Institute of Biomedical Informatics, National Yang-Ming University, Taipei, Taiwan.
BMC Bioinformatics. 2011 Feb 15;12 Suppl 1(Suppl 1):S9. doi: 10.1186/1471-2105-12-S1-S9.
Un-MAppable Reads Solution (UMARS) is a user-friendly web service focusing on retrieving valuable information from sequence reads that cannot be mapped back to reference genomes. Recently, next-generation sequencing (NGS) technology has emerged as a powerful tool for generating high-throughput sequencing data and has been applied to many kinds of biological research. In a typical analysis, adaptor-trimmed NGS reads were first mapped back to reference sequences, including genomes or transcripts. However, a fraction of NGS reads failed to be mapped back to the reference sequences. Such un-mappable reads are usually imputed to sequencing errors and discarded without further consideration.
We are investigating possible biological relevance and possible sources of un-mappable reads. Therefore, we developed UMARS to scan for virus genomic fragments or exon-exon junctions of novel alternative splicing isoforms from un-mappable reads.

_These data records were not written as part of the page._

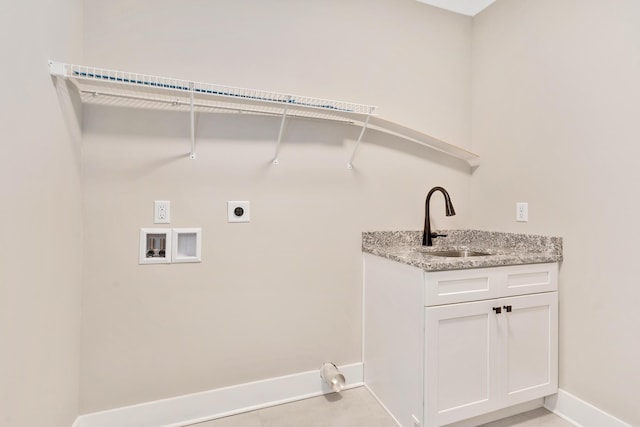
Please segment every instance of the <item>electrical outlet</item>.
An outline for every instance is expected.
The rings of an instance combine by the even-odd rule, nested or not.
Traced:
[[[227,202],[227,222],[249,222],[249,202]]]
[[[171,202],[156,200],[153,209],[154,224],[169,224],[171,222]]]
[[[526,203],[526,202],[516,203],[516,221],[517,222],[529,221],[529,203]]]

For mapping un-mappable reads, we first collected viral genomes and sequences of exon-exon junctions. Then, we constructed UMARS pipeline as an automatic alignment interface.

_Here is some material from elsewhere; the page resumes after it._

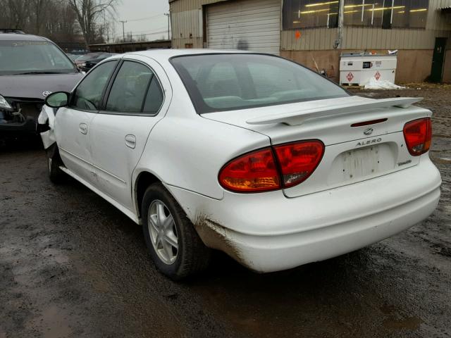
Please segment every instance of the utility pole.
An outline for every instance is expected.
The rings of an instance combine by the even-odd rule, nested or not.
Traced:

By demonstrating the results of two UMARS alignment cases, we show the applicability of UMARS. We first showed that the expected EBV genomic fragments can be detected by UMARS. Second, we also detected exon-exon junctions from un-mappable reads. Further experimental validation also ensured the authenticity of the UMARS pipeline. The UMARS service is freely available to the academic community and can be accessed via http://musk.ibms.sinica.edu.tw/UMARS/.
In this study, we have shown that some un-mappable reads are not caused by sequencing errors. They can originate from viral infection or transcript splicing. Our UMARS pipeline provides another way to examine and recycle the un-mappable reads that are commonly discarded as garbage.
Un-MAppable Reads Solution(UMARS)是一个用户友好的网络服务,专注于从无法映射回参考基因组的序列读取中检索有价值的信息。最近,下一代测序(NGS)技术已成为生成高通量测序数据的强大工具,并已应用于许多种生物研究。在典型的分析中,首先将接头修剪的 NGS 读取映射回参考序列,包括基因组或转录本。然而,一部分 NGS 读取无法映射回参考序列。这些无法映射的读取通常被归因于测序错误,并在没有进一步考虑的情况下被丢弃。
我们正在研究无法映射的读取可能具有的生物学相关性和可能的来源。因此,我们开发了 UMARS,以从无法映射的读取中扫描病毒基因组片段或新型可变剪接异构体的外显子-外显子连接。为了映射无法映射的读取,我们首先收集病毒基因组和外显子-外显子连接的序列。然后,我们构建了 UMARS 管道作为自动对齐接口。
通过展示两个 UMARS 对齐案例的结果,我们展示了 UMARS 的适用性。我们首先表明,UMARS 可以检测到预期的 EBV 基因组片段。其次,我们还从无法映射的读取中检测到外显子-外显子连接。进一步的实验验证也确保了 UMARS 管道的真实性。UMARS 服务免费提供给学术界,可以通过 http://musk.ibms.sinica.edu.tw/UMARS/ 访问。
在这项研究中,我们表明,一些无法映射的读取不是由测序错误引起的。它们可能源自病毒感染或转录剪接。我们的 UMARS 管道提供了另一种检查和回收通常被视为垃圾的无法映射读取的方法。